Après plus de huit heures de débats, les 14 députés et sénateurs de la commission mixte paritaire (CMP) sur les retraites ont fini par trouver un accord ce mercredi en fin d’après-midi sur une version finale du projet de loi réformant les retraites. Le report de l’âge légal de départ de 62 à 64 ans a été confirmé, même si les parlementaires ont acté d’une « clause de revoyure » en 2027, avec un débat parlementaire.
Sur plusieurs autres points, la copie des élus est sensiblement différente de celle remise par le gouvernement en janvier. Tour d’horizon des modifications clés :
· Des conditions élargies de départ anticipé pour « carrières longues »
C’est l’une des principales concessions faites aux députés Les Républicains (LR) pour les convaincre de voter la réforme.
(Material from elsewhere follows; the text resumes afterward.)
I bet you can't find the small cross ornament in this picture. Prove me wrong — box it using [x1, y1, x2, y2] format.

La CMP a acté l’élargissement du dispositif carrières longues permettant un départ anticipé en retraite pour ceux qui ont commencé à travailler tôt.
Aujourd’hui, il faut avoir commencé à travailler avant 20 ans pour cesser son activité deux, voire quatre ans avant l’âge légal. Députés et sénateurs se sont entendus pour permettre à ceux qui ont travaillé avant 21 ans de partir à 63 ans.
Par ailleurs, la CMP a convenu que les bénéficiaires du dispositif ne seraient plus obligés d’avoir cotisé 44 années minimum mais 43 années. De quoi permettre à ceux qui ont commencé à travailler à 17 ans de partir à 60 ans par exemple. Cette deuxième concession, boudée par le Sénat mais remise sur la table par le patron des députés LR, Olivier Marleix, n’empêchera pas certains de devoir cotiser jusqu’à 44 ans.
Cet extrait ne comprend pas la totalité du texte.